世界で最も影響力のある企業を監視する記者たちが、その企業のオーナーによって解雇されている。ワシントン・ポスト紙は1月、300人以上の記者・編集者を解雇し、テック業界を担当する報道チームを80人から33人へと半減させました。
解雇されたのは、Amazon、人工知能、インターネット文化、そして企業調査を担当する記者たち。ジェフ・ベゾス氏が所有する新聞社が、彼自身の会社を含むテック業界への監視の目を大幅に削減したのです。
テック富豪たちのメディア支配
現在、世界の富豪トップ10のうち7人がテック業界出身者です。フォーブス誌によると、イーロン・マスク氏、マーク・ザッカーバーグ氏に次いで3位のベゾス氏をはじめ、オラクルのラリー・エリソン氏、Google創設者のラリー・ペイジ氏とセルゲイ・ブリン氏、元Microsoft CEOのスティーブ・バルマー氏が名を連ねています。
こうしたテック富豪たちは過去15年間、経営難に陥ったメディア企業を次々と買収してきました。ベゾス氏が2億5000万ドルでワシントン・ポストを買収した2013年以降、ローリーン・パウエル・ジョブズ氏はThe Atlantic誌を、Salesforce創設者のマーク・ベニオフ氏はTime誌を、製薬業界のパトリック・スン・シオン氏はロサンゼルス・タイムズ紙をそれぞれ買収しています。
経営難という名の口実
ワシントン・ポスト紙の編集長マット・マレー氏は、今回のリストラを「より競争が激しく複雑なメディア環境で、人々の生活により不可欠な存在になるための再構築」と説明しました。同紙は2024年に1億ドルの損失を計上し、ウェブサイトの日次訪問者数も2021年1月の2250万人から2024年中頃には300万人まで減少していました。

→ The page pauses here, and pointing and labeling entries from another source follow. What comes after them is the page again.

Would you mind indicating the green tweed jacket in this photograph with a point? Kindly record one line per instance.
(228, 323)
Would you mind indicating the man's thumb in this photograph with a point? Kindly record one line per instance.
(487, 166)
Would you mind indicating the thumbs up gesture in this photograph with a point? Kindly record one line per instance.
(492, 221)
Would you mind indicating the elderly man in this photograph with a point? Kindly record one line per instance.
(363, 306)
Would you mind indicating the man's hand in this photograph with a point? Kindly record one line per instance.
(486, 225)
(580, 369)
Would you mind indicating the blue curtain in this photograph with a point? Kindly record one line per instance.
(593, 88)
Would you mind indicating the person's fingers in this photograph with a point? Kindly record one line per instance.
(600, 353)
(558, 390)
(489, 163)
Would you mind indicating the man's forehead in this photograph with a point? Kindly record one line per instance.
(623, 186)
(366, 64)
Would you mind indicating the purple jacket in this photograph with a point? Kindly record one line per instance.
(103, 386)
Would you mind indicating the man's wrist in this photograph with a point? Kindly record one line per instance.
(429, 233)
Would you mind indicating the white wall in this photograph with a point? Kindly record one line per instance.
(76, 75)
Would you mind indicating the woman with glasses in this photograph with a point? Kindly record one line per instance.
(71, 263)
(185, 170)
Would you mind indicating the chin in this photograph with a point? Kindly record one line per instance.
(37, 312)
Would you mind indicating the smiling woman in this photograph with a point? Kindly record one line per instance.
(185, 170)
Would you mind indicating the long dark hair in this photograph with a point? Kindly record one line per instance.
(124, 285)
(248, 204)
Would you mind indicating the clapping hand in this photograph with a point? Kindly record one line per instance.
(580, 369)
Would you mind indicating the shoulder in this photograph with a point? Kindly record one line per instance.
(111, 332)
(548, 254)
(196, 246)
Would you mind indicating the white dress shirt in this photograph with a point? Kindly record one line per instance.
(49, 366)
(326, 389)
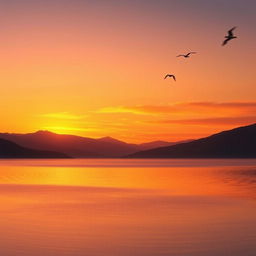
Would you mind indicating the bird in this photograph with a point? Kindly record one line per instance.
(186, 55)
(169, 75)
(229, 37)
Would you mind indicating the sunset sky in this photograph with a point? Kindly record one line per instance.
(95, 67)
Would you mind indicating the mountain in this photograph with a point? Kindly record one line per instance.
(12, 150)
(159, 143)
(237, 143)
(76, 146)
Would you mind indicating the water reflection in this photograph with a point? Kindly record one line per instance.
(193, 209)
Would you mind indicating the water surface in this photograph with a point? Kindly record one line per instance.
(127, 207)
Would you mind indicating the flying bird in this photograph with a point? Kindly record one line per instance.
(186, 55)
(229, 37)
(168, 75)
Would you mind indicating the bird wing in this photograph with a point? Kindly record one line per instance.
(225, 41)
(230, 32)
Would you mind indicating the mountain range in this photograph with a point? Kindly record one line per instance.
(80, 147)
(236, 143)
(9, 149)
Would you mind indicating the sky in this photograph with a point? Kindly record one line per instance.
(96, 68)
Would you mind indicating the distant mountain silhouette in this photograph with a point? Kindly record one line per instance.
(9, 149)
(76, 146)
(236, 143)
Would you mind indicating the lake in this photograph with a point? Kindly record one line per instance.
(114, 207)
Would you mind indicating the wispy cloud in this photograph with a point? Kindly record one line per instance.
(211, 121)
(64, 115)
(191, 107)
(60, 128)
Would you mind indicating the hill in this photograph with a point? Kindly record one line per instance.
(12, 150)
(237, 143)
(79, 147)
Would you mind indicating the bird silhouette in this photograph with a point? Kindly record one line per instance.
(229, 37)
(168, 75)
(186, 55)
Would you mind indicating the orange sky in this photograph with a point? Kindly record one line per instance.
(96, 69)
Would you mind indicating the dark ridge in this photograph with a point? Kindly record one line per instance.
(237, 143)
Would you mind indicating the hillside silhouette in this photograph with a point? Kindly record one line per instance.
(79, 147)
(9, 149)
(237, 143)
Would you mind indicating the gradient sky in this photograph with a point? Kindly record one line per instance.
(96, 68)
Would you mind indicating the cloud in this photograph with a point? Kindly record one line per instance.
(64, 115)
(61, 128)
(190, 107)
(211, 121)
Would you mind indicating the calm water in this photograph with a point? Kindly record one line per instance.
(128, 207)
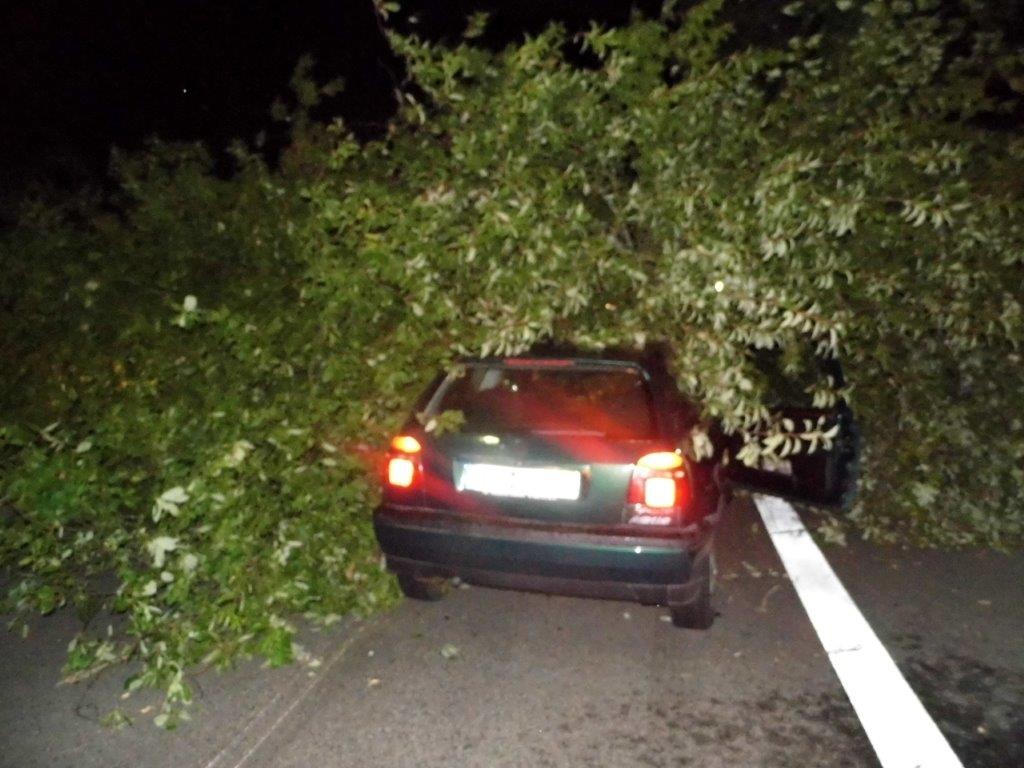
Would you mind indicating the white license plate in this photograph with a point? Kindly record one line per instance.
(778, 466)
(520, 482)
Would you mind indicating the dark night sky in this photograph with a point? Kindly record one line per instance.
(81, 77)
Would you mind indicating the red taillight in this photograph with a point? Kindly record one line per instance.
(659, 491)
(400, 472)
(403, 464)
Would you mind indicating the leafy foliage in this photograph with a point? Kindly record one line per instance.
(186, 382)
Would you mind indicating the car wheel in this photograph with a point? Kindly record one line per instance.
(698, 614)
(423, 588)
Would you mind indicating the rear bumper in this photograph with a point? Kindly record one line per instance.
(609, 561)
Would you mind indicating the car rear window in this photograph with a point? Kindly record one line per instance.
(606, 401)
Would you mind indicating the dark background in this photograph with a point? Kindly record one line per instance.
(78, 78)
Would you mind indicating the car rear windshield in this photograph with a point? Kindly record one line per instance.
(602, 401)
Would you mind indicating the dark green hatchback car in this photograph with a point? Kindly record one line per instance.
(564, 477)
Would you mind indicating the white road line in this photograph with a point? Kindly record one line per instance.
(899, 728)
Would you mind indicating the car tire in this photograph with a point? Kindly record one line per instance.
(423, 588)
(698, 614)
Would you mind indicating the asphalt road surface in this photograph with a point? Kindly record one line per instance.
(534, 680)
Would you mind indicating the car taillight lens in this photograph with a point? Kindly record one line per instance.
(659, 491)
(403, 464)
(400, 472)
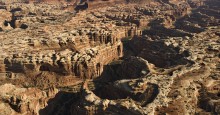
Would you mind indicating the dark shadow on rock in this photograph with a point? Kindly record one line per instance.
(61, 104)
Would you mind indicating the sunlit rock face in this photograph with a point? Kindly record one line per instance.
(83, 57)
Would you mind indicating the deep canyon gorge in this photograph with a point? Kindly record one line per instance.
(109, 57)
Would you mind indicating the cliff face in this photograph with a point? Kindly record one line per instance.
(110, 57)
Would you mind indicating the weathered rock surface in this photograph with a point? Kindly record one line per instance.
(109, 57)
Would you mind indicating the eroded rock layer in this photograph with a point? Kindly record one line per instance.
(78, 57)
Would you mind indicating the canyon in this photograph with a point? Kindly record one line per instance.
(97, 57)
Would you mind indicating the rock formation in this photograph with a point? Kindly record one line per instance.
(78, 57)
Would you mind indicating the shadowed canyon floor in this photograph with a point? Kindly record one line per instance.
(114, 57)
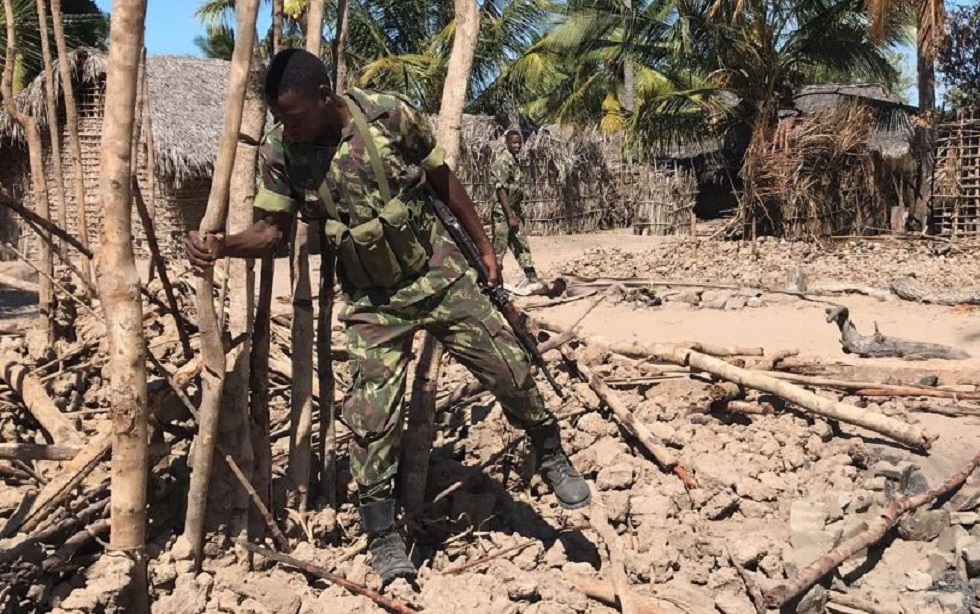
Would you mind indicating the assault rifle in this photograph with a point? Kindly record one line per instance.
(497, 295)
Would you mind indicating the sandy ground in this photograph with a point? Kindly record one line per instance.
(776, 325)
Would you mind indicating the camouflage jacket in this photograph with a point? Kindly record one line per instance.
(291, 174)
(507, 174)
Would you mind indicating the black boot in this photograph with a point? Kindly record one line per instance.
(388, 554)
(570, 488)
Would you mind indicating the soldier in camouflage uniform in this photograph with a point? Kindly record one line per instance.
(398, 267)
(508, 214)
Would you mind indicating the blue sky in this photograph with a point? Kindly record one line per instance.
(171, 28)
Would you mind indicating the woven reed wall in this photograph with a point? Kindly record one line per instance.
(176, 208)
(955, 207)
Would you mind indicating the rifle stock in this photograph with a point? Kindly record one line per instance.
(497, 295)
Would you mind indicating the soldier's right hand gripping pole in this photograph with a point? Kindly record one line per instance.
(497, 295)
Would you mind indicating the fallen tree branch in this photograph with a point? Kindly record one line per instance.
(267, 516)
(894, 429)
(74, 543)
(617, 562)
(31, 451)
(889, 517)
(55, 491)
(400, 607)
(19, 284)
(38, 402)
(751, 587)
(664, 457)
(879, 345)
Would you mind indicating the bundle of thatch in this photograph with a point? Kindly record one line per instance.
(816, 176)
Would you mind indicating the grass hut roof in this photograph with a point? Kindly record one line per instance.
(186, 100)
(893, 134)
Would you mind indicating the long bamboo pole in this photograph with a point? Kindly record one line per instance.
(119, 290)
(212, 349)
(71, 121)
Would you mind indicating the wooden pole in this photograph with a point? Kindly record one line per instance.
(421, 425)
(300, 463)
(340, 46)
(258, 374)
(119, 286)
(39, 404)
(71, 121)
(456, 87)
(35, 151)
(894, 429)
(54, 131)
(212, 348)
(324, 361)
(887, 518)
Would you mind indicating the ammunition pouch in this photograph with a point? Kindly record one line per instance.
(382, 252)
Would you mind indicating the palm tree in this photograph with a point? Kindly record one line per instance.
(85, 26)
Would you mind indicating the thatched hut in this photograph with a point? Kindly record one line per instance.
(185, 105)
(575, 182)
(956, 181)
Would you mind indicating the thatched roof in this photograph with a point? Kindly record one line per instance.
(893, 135)
(186, 101)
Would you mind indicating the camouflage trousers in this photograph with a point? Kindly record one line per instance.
(379, 342)
(504, 237)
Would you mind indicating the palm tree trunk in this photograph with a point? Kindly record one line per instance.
(54, 131)
(340, 46)
(930, 21)
(458, 77)
(629, 76)
(228, 500)
(71, 120)
(35, 151)
(214, 220)
(119, 289)
(301, 412)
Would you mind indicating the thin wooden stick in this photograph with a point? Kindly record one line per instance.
(624, 416)
(59, 488)
(30, 451)
(157, 260)
(890, 427)
(399, 607)
(324, 365)
(888, 518)
(617, 563)
(40, 405)
(214, 221)
(53, 281)
(260, 506)
(19, 284)
(417, 442)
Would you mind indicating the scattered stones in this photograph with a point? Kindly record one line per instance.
(970, 553)
(615, 477)
(722, 504)
(918, 581)
(924, 525)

特に、ベゾス氏がカマラ・ハリス氏への支持表明を中止させた決定により、「数十万人」の読者が購読を取り消したと報じられています。
利益相反の深刻化
しかし、タイミングは偶然とは思えません。ワシントン・ポスト紙がスタッフの3分の1を解雇した月曜日、ベゾス氏はフロリダ州でピート・ヘグセス国防長官を自身の宇宙企業Blue Originの施設に案内していました。同社は連邦政府との契約に依存しており、Amazonも以前の政権下で厳しい監視を受けていました。
48時間後、ワシントン・ポスト紙はBlue Originを担当する記者を解雇しました。
日本でも、ソフトバンクの孫正義氏や楽天の三木谷浩史氏といったテック企業経営者の影響力が拡大していますが、メディア所有権への直接的な関与はまだ限定的です。しかし、広告収入への依存度が高い日本のメディア業界も、テック企業の影響から完全に自由ではありません。